4. Develop new food products
Every year, over 15,000 new food products are introduced. The failure rate, on the other hand, can be as high as 90%. It takes an average of two years to produce a new food product. Food scientists, food engineers, and marketing professionals are all part of a larger company’s product development team.
Screening, feasibility, test marketing, and commercialization are all steps in the process. A detailed study on this is available at Kansas State University’s Value-added Food Lab.
5. Improve food storage and distribution
After harvest and early in the supply chain, 40 percent of food loss occurs in developing countries.
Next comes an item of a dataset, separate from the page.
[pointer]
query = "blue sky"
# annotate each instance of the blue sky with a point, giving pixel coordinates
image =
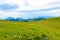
(29, 8)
This equates to more than $310 billion in annual food waste and loss, owing primarily to insufficient refrigeration and an unpredictable and expensive electricity supply.
Food loss has an impact on both farmers and consumers, with producers losing at least 15% of their income. At the same time,
Conclusion and Business Leads
The world is at the start of a food crisis that could last for another good 3 years or more. Hunger and malnutrition rates grow rapidly at local, national, or global levels, resulting in a food crisis. And it’s happening at a frighteningly fast pace. Global food costs were at an all-time high by April 2022. More than 276 million people in 53 countries/territories throughout the world were facing extreme food insecurity.
Entrepreneurs and Business Leaders can step in to find ways to improve food production, storage, and distribution. While serving the population in a time of crisis, you could also make your fair share of income.